Teatro Comunale Concordia, San Benedetto del Tronto, Italy
The first show where I experimented with brevity and improv together. One of the four actors and I produced a minimal version of Hamlet, and offered the audience the opportunity to choose the style they wanted it played, form serious to comic, spoken or musical-style.
My MFA diploma production with the actors of the School of Dramatic Art “Paolo Grassi.” The whole show was offered a small, somewhat claustrophobioc space at the Teatro Franco Parenti, which made movements difficult for the large cast. However, the location worked well with the theme of the play and afforded an incredible intimacy with the audience, which packed the seats for the production’s run.
Dramaturgically, I variously trimmed the play to emphasize Malcolm’s story and the theme of free will, in addition to translating the original.
Critic Ruggero Rastelli described the show as “a gem not to be missed” and my directing as “solemn and ironic at the same time, with that extra kick that takes you in” (Il Giornale, March 23-29 , 1998)
The video of the performance was later shown at Centro Festival del Teatro d’Europa, Palazzo Reale, Milan.

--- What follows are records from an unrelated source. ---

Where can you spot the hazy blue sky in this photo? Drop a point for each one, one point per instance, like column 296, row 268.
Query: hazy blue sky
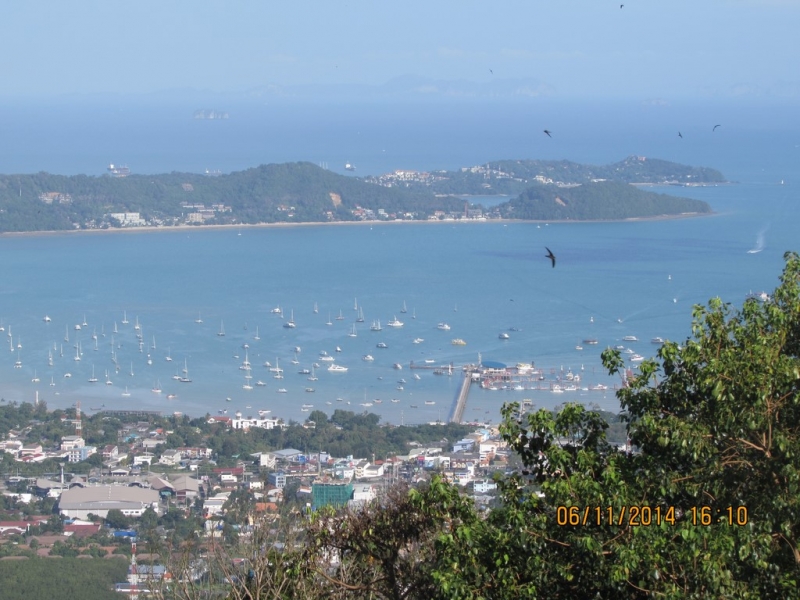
column 650, row 49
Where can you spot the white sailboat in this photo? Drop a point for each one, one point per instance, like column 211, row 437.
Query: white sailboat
column 185, row 378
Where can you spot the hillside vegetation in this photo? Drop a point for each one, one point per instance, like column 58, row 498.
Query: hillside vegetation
column 604, row 200
column 305, row 193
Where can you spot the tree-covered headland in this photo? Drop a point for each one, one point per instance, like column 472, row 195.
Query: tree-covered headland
column 305, row 193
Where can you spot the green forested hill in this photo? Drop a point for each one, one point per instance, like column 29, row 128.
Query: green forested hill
column 603, row 200
column 303, row 192
column 292, row 192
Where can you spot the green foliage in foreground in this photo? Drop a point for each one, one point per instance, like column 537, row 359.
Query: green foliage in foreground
column 707, row 507
column 65, row 578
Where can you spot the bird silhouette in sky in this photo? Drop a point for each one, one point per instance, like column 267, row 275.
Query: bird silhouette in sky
column 551, row 256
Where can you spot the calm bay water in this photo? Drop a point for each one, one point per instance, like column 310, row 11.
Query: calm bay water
column 612, row 280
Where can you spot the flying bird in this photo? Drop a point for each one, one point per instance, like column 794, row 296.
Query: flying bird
column 551, row 256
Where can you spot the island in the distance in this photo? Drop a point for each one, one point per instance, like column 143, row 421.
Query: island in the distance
column 305, row 193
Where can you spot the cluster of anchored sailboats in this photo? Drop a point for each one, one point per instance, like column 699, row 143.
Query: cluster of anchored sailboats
column 132, row 355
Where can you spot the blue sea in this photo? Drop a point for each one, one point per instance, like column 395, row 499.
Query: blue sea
column 611, row 280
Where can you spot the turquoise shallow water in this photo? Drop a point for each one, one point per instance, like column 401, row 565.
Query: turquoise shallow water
column 612, row 280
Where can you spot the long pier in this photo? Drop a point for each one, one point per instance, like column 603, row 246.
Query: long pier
column 460, row 404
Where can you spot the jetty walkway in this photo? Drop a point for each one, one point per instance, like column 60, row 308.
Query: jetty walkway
column 457, row 412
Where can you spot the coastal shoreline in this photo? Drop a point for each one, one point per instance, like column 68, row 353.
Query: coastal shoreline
column 186, row 228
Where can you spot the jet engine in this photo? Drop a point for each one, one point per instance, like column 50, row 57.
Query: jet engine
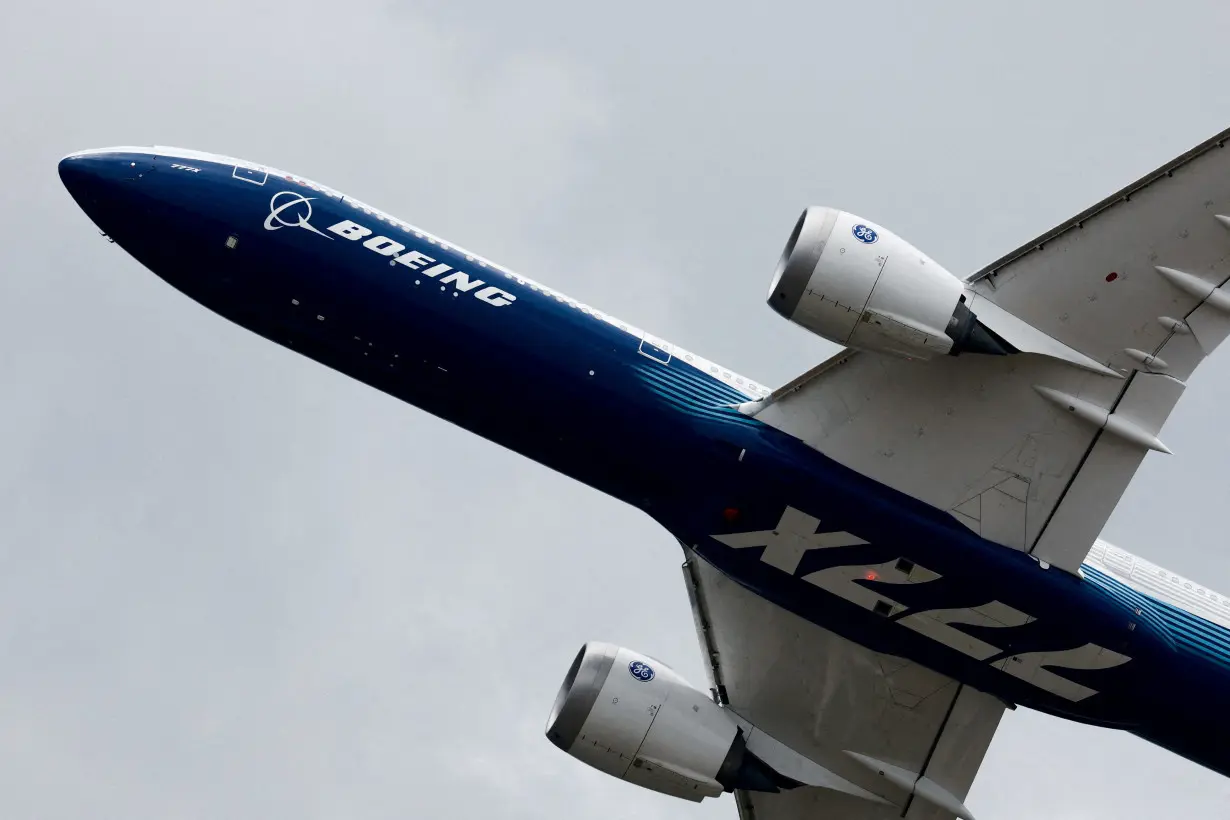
column 857, row 284
column 632, row 717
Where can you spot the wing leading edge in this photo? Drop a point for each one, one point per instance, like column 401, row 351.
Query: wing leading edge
column 1032, row 450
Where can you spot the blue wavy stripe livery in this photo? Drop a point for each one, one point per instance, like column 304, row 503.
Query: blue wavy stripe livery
column 1188, row 631
column 690, row 391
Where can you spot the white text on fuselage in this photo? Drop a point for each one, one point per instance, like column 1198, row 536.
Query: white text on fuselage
column 796, row 535
column 423, row 264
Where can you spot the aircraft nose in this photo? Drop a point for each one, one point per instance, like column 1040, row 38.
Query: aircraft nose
column 89, row 175
column 103, row 182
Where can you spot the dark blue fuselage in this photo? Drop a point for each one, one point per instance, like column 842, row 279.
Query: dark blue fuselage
column 534, row 371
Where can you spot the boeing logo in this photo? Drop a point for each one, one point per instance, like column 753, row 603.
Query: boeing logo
column 421, row 263
column 299, row 208
column 797, row 534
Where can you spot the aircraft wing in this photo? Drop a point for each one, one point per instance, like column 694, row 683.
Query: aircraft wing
column 912, row 738
column 1033, row 450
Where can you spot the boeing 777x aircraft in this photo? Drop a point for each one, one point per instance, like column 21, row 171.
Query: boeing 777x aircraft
column 882, row 555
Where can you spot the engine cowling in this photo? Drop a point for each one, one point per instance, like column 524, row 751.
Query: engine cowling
column 630, row 716
column 854, row 283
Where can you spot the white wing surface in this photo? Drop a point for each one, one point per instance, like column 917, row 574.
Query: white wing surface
column 1033, row 450
column 909, row 735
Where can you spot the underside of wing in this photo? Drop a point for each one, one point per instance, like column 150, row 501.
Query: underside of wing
column 910, row 738
column 1108, row 316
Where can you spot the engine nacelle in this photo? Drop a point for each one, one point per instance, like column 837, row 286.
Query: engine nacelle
column 857, row 284
column 632, row 717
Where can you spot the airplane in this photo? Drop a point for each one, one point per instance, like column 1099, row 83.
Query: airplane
column 882, row 555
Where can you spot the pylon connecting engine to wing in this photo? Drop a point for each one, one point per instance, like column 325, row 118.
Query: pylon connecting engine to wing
column 632, row 717
column 857, row 284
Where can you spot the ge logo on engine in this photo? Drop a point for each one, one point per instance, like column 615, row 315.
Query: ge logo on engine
column 641, row 671
column 865, row 234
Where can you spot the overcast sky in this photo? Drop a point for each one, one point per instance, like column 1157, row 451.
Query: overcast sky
column 236, row 584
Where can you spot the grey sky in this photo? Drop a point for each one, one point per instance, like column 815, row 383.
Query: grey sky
column 235, row 584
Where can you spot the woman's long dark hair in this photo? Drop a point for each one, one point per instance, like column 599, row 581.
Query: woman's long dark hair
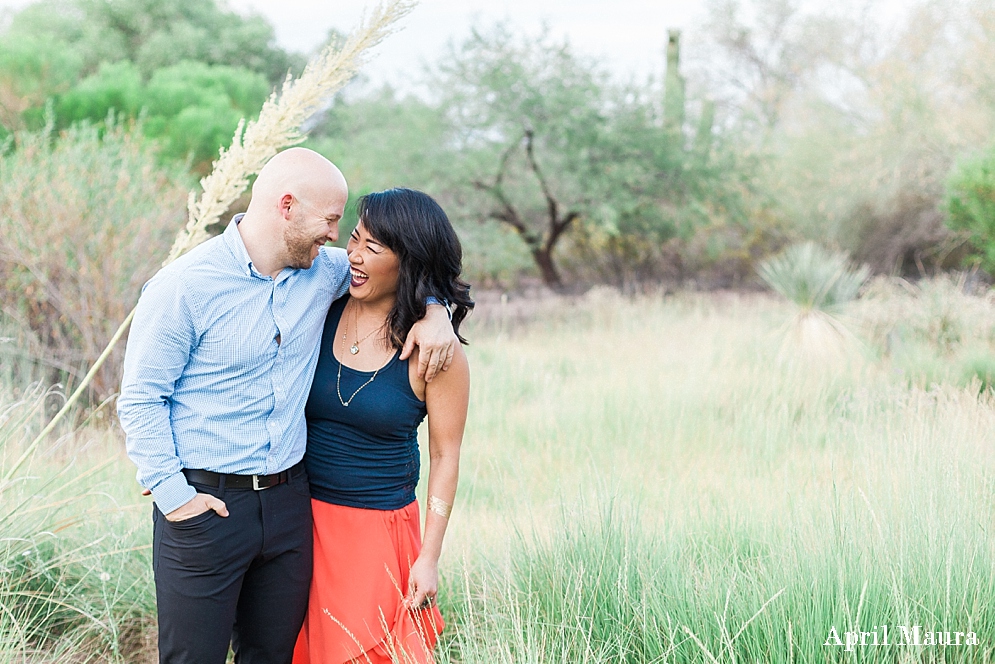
column 412, row 225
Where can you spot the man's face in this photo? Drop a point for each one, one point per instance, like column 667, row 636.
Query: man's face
column 309, row 228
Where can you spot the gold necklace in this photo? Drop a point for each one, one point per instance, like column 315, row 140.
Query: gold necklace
column 354, row 349
column 338, row 379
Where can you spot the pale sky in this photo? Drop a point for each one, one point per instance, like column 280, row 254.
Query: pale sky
column 627, row 35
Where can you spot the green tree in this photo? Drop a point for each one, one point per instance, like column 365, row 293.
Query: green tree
column 192, row 108
column 971, row 206
column 32, row 69
column 546, row 144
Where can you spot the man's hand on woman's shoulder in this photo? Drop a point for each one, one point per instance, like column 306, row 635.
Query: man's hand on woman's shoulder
column 436, row 342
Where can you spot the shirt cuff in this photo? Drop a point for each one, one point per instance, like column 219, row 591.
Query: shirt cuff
column 172, row 493
column 431, row 299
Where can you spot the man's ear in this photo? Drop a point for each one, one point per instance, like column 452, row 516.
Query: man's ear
column 286, row 202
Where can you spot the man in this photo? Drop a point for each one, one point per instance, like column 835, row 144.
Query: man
column 217, row 371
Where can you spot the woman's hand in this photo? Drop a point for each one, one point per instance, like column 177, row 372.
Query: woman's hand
column 423, row 584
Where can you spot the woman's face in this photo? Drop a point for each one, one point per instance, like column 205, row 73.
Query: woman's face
column 373, row 267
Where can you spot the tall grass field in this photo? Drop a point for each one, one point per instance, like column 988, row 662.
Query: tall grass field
column 664, row 478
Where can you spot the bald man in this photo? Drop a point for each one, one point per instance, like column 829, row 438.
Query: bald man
column 217, row 370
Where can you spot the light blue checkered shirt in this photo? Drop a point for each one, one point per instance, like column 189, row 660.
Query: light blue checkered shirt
column 206, row 385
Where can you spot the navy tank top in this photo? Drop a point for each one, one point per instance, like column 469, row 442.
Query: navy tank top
column 364, row 455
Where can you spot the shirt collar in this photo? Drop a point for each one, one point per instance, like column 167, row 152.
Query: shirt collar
column 233, row 240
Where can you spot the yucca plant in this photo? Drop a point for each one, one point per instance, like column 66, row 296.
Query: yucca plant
column 820, row 282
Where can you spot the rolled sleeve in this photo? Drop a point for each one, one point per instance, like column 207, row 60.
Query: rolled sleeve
column 162, row 337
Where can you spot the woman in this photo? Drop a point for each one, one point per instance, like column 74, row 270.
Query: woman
column 374, row 585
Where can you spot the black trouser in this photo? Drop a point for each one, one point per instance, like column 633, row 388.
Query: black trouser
column 242, row 579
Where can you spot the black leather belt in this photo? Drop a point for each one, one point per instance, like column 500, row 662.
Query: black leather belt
column 255, row 482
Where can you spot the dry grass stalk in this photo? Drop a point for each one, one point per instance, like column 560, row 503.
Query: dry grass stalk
column 280, row 121
column 279, row 126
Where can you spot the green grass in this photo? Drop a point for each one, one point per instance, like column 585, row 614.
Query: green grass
column 645, row 480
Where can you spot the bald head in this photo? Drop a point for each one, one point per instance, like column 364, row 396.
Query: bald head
column 304, row 174
column 297, row 201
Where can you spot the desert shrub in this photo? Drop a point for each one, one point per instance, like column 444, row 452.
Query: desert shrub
column 85, row 220
column 971, row 206
column 812, row 277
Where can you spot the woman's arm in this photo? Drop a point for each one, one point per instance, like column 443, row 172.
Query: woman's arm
column 446, row 399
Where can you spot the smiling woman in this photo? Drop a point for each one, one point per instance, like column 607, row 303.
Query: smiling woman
column 372, row 575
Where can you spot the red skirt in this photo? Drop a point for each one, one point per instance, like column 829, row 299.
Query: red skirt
column 356, row 612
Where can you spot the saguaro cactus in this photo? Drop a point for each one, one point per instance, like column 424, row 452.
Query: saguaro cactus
column 673, row 90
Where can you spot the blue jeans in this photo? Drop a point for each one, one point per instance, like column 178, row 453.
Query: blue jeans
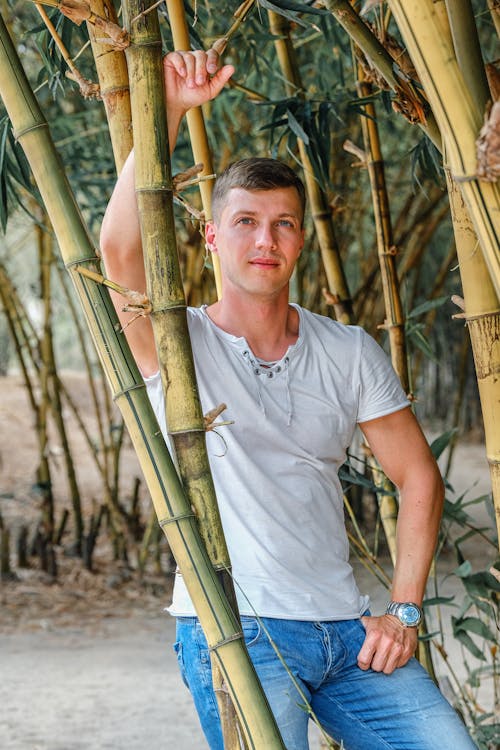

A contemporary script satirizing the dangerous overlapping in the Italian system of media and politics, both under the influence of prime minister Berlusconi, here called “The Man Who Smiles.” The cool part was that since each of the components of the company “Movimenti Maldestri” was working in the same fashion magazine (Vogue Italia), we received both costumes by Moschino and coverage on the national magazine Panorama.
School of Dramatic Art “Paolo Grassi” – Sala Colonne, Milan, Italy
In this dramaturgy of two of Shakespeare’s Roman plays, scenes from Julius Caesar and Antony and Cleopatra explored Antony’s character in its entirety. Three male actors played all the roles including Cleopatra and the Roman mob, and this brought about many inventive solutions in a mixture of tragedy and comic moments.